Abgesang für Stadtsparkasse und GGM-Eigenbetrieb

Abgesang für Stadtsparkasse und GGM-Eigenbetrieb

Die Völklinger müssen sich zum Jahreswechsel umgewöhnen. Die Stadtsparkasse fusioniert mit der Sparkasse Saarbrücken, und den GGM-Eigenbetrieb gibt's nicht mehr. Der Stadtrat soll heute entsprechende Beschlüsse fassen.

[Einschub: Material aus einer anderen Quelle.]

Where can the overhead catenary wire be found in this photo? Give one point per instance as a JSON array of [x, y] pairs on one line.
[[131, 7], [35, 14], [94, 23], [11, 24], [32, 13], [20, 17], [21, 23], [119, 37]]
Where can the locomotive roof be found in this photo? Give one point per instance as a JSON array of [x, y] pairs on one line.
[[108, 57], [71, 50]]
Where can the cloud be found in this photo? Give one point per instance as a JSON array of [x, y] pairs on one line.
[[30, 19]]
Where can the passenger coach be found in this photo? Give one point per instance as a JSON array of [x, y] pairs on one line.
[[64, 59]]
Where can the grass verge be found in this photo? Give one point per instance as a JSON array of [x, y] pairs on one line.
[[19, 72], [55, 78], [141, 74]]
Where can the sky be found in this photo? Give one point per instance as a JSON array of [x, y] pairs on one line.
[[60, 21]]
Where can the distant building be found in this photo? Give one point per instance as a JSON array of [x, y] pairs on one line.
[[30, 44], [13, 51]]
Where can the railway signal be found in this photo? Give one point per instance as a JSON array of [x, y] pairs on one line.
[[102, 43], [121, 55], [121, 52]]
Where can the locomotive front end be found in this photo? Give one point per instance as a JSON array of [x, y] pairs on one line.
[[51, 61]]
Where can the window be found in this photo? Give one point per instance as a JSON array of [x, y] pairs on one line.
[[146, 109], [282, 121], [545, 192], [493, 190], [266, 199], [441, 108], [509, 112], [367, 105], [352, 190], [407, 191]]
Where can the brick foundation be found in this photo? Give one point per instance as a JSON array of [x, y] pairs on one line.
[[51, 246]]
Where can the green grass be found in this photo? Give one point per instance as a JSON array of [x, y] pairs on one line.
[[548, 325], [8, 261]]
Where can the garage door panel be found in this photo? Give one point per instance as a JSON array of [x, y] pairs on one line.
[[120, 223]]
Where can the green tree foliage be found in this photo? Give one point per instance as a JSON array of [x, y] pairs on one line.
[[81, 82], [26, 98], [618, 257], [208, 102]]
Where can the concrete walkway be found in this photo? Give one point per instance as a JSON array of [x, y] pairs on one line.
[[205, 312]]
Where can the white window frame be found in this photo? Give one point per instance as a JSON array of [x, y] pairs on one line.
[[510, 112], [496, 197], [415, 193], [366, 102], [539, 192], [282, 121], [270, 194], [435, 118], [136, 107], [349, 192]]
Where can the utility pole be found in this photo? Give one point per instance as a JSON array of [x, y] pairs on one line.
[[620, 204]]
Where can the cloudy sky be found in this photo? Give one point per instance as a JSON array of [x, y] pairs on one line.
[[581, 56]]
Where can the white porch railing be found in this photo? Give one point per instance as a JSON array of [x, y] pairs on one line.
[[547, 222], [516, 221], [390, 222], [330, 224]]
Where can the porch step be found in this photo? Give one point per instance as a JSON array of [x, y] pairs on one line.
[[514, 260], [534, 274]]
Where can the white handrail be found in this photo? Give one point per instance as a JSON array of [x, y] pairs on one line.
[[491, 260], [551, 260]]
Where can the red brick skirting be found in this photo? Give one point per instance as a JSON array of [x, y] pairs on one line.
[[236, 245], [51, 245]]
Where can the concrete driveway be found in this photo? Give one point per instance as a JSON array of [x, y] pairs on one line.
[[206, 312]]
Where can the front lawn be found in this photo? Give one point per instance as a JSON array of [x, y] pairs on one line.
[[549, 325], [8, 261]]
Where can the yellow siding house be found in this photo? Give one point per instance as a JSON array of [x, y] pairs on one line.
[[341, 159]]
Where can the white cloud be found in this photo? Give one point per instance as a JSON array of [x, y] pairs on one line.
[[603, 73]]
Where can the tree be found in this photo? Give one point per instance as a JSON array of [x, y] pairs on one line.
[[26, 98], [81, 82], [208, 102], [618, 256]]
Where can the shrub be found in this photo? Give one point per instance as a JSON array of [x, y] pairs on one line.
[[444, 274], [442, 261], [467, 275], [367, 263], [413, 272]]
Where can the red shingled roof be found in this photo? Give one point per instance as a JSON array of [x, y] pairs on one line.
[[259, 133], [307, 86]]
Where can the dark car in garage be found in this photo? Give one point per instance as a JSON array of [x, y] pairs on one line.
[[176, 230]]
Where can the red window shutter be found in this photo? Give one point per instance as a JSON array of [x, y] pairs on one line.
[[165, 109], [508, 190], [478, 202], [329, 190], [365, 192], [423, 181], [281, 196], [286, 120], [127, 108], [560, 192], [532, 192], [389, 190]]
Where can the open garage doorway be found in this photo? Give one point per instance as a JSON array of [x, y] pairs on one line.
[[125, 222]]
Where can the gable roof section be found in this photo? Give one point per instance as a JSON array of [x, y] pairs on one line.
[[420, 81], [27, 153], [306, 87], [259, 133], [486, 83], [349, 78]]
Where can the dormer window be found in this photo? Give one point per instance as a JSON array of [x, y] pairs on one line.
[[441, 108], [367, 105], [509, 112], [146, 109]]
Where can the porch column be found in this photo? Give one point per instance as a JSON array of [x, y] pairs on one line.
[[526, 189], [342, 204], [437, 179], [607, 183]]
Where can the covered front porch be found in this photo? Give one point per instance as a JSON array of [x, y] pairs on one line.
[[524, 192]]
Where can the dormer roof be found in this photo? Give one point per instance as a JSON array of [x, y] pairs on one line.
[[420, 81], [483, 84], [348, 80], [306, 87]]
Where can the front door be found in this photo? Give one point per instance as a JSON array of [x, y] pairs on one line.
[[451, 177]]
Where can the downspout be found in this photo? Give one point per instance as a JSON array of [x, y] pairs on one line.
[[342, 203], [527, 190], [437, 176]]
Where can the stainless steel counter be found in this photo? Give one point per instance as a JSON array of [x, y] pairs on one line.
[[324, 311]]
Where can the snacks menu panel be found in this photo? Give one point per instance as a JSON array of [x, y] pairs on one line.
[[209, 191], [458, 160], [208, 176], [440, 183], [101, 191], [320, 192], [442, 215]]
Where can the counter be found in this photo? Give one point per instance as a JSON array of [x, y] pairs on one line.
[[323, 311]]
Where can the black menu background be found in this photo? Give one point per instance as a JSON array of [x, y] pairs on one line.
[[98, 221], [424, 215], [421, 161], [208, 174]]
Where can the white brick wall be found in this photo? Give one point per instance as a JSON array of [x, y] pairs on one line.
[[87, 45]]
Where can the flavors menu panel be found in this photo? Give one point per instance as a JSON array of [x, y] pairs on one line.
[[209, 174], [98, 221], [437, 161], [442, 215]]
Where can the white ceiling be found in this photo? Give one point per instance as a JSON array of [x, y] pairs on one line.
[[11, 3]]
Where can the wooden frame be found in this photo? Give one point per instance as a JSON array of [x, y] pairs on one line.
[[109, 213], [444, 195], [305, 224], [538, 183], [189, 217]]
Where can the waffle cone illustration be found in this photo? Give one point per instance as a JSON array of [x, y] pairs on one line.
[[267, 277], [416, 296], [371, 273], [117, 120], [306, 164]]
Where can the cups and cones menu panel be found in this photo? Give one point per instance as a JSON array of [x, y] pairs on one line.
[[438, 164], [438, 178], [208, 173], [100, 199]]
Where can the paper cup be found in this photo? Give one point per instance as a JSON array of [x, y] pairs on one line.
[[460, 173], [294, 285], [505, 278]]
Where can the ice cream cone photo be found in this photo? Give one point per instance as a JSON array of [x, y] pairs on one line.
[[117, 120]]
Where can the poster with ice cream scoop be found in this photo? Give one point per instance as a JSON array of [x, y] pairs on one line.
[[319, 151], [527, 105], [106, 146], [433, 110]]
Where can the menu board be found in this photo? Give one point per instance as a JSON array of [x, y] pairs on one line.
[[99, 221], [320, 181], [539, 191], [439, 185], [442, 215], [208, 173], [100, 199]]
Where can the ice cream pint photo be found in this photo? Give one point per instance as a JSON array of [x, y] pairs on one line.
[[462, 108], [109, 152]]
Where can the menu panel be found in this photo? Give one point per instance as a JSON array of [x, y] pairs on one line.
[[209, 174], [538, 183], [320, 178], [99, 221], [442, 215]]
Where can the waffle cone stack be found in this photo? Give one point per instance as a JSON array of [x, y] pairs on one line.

Die Völklinger Stadtverwaltung wird zum Jahreswechsel umgekrempelt. Bisher gab's im Rathaus den Eigenbetrieb für Grundstücks- und Gebäudemanagement (GGM) mit rund 60 Mitarbeitern, der sich um Dinge wie Neubauten und Sanierungen, Sportstätten , Schulen und auch die City-Tiefgarage kümmerte. "GGM", wie es kurz hieß, wird nun in die allgemeine Verwaltung eingegliedert. Im Stadtrat stehen heute Abend (17.15 Uhr, Großer Saal des Neuen Rathauses) die notwendigen Beschlüsse an. So soll auch der bisherige "GGM"-Ausschuss des Stadtrates durch einen neuen Bauausschuss ersetzt werden.

Der eigenen Völklinger Stadtsparkasse, gegründet 1888, schlägt ebenfalls bald die letzte Stunde. Sie geht zum Jahreswechsel mit der Sparkasse Saarbrücken zusammen. Der Stadtrat soll nun entscheiden, in aller Form dem Sparkassenzweckverband Saarbrücken beizutreten.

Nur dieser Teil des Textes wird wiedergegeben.